Cisco detects a second IOS bug

Cisco detects a second IOS bug The flaw is related to a vulnerability revealed at the Black Hat conference

News Story by Robert McMillanNOVEMBER 03, 2005 (IDG NEWS SERVICE) - Cisco Systems Inc. has discovered a critical bug in the operating system used to power its routers, the company said yesterday.
The flaw, rated "critical" by the French Security Incident Response Team, has to do with the system timers that Internetworking Operating System (IOS) uses to run certain operating system tasks. Under certain conditions, attackers may be able to take control of the router by tricking the system timers to run malicious code, Cisco said in a security advisory.
The flaw is the second serious problem Cisco has found in its routers' IOS that is related to a controversial security presentation given at the Black Hat USA security conference in July.
Cisco has published a patch for the vulnerability, which has not yet been exploited by hackers, the company said.

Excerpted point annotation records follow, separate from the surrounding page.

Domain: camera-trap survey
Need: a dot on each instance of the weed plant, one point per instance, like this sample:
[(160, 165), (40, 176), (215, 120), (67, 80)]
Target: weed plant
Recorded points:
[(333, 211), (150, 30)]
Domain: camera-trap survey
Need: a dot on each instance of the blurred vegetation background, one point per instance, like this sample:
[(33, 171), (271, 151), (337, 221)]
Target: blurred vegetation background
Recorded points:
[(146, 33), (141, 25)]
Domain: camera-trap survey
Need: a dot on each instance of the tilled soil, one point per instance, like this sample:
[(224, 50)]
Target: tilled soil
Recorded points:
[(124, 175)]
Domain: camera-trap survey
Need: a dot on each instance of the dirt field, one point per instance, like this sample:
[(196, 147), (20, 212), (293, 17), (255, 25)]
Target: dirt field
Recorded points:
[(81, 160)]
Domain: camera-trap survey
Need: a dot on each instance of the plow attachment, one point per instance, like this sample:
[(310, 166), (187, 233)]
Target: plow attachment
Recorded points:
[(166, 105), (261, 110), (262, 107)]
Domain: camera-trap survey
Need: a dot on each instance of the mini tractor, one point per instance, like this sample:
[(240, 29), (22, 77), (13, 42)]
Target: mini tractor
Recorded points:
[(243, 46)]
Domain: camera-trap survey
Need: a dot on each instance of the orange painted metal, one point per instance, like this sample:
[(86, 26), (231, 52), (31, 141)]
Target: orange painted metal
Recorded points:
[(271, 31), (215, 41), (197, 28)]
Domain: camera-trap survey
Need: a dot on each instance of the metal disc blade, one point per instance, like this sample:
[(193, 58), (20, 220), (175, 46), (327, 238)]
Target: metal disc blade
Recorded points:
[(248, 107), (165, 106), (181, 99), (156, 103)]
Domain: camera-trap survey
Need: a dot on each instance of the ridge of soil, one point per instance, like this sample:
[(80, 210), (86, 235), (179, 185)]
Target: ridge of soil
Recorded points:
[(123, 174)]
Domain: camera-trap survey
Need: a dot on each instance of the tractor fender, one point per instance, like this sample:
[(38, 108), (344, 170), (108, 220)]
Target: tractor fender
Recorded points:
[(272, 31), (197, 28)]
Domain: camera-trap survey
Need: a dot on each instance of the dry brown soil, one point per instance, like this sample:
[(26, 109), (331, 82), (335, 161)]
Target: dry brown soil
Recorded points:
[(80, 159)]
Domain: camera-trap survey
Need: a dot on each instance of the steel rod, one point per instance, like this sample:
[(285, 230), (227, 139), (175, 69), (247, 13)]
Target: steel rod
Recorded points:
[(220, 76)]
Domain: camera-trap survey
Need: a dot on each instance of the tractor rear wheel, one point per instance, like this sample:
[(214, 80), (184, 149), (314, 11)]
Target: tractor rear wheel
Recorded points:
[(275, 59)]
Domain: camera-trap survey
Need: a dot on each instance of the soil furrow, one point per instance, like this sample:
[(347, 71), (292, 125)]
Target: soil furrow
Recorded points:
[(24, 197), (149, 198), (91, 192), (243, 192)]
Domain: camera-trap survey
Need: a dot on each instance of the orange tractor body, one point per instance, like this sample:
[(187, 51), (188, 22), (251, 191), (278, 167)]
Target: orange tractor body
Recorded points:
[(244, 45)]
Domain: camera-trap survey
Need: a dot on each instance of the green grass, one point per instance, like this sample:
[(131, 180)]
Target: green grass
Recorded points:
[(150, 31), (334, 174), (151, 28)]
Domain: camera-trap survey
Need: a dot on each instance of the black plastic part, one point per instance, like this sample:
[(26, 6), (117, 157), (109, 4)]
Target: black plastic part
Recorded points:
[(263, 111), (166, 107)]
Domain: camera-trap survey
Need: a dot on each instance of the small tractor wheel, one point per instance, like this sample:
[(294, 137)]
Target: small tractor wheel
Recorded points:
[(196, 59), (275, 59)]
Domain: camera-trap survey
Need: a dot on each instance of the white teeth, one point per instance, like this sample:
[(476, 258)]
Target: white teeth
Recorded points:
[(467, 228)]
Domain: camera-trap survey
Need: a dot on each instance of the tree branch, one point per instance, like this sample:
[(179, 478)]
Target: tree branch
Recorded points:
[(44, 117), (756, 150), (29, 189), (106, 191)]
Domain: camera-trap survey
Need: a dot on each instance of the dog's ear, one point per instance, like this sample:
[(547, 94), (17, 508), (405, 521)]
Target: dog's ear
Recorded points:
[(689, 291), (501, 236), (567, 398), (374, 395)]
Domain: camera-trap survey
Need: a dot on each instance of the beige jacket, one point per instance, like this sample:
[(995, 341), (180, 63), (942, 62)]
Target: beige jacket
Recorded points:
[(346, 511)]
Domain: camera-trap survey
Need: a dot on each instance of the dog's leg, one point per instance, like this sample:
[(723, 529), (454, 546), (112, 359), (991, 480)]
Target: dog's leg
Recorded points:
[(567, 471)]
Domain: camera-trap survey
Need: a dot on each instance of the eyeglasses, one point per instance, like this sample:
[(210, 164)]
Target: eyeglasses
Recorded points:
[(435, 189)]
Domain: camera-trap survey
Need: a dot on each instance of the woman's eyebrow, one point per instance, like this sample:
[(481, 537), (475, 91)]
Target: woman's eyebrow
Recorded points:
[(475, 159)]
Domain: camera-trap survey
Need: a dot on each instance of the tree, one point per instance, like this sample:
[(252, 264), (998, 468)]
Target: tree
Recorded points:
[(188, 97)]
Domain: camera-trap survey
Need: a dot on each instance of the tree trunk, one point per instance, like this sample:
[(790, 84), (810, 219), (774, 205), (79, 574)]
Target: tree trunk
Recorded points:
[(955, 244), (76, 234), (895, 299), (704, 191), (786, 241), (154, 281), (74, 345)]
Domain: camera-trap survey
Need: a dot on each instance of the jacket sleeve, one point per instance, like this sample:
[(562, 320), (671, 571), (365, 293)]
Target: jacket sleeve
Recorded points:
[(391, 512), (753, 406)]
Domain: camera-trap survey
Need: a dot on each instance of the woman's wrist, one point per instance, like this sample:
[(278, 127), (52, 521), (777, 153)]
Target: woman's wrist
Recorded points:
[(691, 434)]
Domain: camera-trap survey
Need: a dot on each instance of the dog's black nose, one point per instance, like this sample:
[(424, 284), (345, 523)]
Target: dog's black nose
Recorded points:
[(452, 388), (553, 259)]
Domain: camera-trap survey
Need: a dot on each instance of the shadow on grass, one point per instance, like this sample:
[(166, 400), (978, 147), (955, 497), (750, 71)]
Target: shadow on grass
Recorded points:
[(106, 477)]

The bug was discovered "as a result of continued research to the demonstration of the exploit of another vulnerability which occurred in July 2005 at the Black Hat USA Conference," the advisory states.
That problem was disclosed by security researcher Michael Lynn, who was forced to quit his job as a research analyst at Internet Security Systems Inc. and was then sued for disclosing the problem. The lawsuit was quickly settled, after Lynn agreed to stop discussing the matter (see "Dispute Over Cisco Flaw Sparks Criticism, Debate").
Shortly after Lynn's presentation, Cisco published an IOS patch that addressed the IPv6 attack he had described.
To take over a Cisco router, attackers would need to successfully take advantage of both the earlier IPv6 problem and the system timer bug disclosed today, said John Noh, a Cisco spokesman. "In order to exploit the issue we're talking about today, you needed an additional way to attack," he said.
Without proof that it can be exploited, Cisco's latest bug isn't particularly worrisome, said Russ Cooper, editor of the NTBugtraq newslist and a scientist at security vendor Cybertrust Inc. "My take on it is that it was just another vulnerability," he said.
But if someone figures out a way to take over Cisco's widely used routers, it could clear the way for a particularly devastating attack on the Internet.
Lynn said the potential consequences of such an IOS attack were so grave that he felt compelled to give his Black Hat presentation. "IOS is the Windows XP of the Internet," he said during his presentation.